Além disso, os investigadores ameaçaram publicar informações privadas do ativista, incluindo suas infidelidades, se ele não parasse de fazer campanha pelos direitos civis dos negros. King acusou o FBI de não fazer nada diante da violência contra os negros.
Mas novamente King não se intimidou. O FBI não conseguiu interromper seu trabalho, somente James Earl Ray conseguiria tal feito. O racista diversas vezes condenado atirou em King no dia 4 de abril de 1968 na varanda de um hotel em Memphis, Tennessee. King tinha 39 anos de idade.

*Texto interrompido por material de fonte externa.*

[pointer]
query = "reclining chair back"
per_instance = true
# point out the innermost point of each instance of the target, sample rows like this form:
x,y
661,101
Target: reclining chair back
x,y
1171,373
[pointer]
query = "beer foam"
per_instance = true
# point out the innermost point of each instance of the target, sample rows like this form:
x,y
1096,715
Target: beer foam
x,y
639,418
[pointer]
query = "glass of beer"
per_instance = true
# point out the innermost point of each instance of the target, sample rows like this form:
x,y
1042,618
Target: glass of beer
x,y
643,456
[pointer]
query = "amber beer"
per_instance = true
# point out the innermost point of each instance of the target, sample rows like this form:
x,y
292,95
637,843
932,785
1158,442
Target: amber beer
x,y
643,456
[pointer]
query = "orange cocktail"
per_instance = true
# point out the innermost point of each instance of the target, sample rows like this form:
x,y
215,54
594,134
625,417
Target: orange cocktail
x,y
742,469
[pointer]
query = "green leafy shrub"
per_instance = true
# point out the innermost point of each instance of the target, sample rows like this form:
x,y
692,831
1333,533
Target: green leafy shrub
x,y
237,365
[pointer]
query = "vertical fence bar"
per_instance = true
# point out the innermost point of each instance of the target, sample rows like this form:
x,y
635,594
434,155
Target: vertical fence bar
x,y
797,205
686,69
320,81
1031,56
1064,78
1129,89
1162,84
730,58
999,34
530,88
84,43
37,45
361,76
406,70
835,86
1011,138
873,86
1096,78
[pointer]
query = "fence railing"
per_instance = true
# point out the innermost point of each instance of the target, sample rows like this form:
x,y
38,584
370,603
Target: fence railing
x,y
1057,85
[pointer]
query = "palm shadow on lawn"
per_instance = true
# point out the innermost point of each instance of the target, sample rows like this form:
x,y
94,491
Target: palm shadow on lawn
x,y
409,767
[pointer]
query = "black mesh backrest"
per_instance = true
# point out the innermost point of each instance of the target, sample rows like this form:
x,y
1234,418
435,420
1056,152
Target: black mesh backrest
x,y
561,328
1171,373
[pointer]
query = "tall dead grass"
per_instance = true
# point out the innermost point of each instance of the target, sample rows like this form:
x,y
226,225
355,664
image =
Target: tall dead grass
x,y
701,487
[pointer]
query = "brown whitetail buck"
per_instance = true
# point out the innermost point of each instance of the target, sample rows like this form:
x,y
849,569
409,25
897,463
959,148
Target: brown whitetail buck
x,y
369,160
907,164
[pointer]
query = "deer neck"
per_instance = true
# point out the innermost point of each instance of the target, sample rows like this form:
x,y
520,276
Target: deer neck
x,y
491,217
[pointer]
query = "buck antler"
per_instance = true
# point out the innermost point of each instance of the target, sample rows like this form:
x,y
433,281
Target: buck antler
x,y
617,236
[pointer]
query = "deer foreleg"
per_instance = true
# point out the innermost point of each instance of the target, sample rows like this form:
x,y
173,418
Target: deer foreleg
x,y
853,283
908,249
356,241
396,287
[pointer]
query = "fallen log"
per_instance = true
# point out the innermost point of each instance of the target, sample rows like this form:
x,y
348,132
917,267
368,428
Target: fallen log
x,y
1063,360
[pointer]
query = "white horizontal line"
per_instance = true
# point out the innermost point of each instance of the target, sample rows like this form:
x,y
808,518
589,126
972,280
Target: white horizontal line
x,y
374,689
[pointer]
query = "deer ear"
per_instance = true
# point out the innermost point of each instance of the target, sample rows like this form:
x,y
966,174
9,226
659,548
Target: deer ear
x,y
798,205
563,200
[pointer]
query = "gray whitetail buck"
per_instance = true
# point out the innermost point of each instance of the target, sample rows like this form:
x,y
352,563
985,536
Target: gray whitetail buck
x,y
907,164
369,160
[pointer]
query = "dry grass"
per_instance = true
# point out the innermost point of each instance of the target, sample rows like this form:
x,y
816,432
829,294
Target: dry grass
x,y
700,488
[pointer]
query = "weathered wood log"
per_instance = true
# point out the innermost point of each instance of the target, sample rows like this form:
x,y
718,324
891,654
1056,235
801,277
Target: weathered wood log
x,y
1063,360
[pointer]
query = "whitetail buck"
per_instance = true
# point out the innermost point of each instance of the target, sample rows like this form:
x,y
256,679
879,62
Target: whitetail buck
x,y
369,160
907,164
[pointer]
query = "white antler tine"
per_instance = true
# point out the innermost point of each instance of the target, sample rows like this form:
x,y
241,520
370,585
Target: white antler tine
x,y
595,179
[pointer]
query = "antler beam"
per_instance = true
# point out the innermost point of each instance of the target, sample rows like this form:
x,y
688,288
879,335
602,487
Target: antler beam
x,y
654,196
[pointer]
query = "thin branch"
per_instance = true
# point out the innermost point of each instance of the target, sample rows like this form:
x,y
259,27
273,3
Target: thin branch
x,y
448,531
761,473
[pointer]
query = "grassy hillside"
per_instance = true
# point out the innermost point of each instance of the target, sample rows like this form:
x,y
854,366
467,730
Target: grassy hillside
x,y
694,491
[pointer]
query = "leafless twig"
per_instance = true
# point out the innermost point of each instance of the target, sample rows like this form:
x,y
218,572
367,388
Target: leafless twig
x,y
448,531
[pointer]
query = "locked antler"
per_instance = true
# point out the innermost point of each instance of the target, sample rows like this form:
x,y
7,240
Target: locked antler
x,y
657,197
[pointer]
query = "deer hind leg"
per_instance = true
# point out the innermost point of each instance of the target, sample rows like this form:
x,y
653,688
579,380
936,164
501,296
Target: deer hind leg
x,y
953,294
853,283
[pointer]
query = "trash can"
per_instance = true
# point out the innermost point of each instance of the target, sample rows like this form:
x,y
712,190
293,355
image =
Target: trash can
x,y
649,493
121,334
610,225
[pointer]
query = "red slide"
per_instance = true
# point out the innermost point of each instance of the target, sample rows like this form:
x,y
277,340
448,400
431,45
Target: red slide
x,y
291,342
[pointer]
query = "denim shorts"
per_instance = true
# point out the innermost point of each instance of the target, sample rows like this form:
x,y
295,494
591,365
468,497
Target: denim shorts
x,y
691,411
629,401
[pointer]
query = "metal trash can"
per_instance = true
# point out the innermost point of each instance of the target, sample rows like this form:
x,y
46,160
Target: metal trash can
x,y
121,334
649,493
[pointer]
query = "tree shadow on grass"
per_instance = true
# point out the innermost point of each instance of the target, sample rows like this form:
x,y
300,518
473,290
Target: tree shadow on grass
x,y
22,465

O assassinato provocou revoltas significativas em muitas cidades dos EUA. Um total de 39 manifestantes foram mortos, e cerca de 10 mil, presos.
Até hoje, King é considerado um herói da história norte-americana, e seus sonhos acompanham muitos negros nos Estados Unidos, incluindo sua neta Yolanda Renee King, que só recentemente apareceu em público.
No último dia 24 de março, durante a marcha pelas nossas vidas, em Washington, ela expressou seus desejos: “Meu avô sonhou que seus quatro netos não seriam julgados pela cor da pele, mas pelo caráter deles. Eu tenho um sonho de que já basta. De que este deveria ser um mundo livre de armas e ponto”, disse a menina de nove anos, não muito longe do lugar onde o avô realizou seu famoso discurso.
*Fonte: Deutsche Welle (DW), via Carta Capital.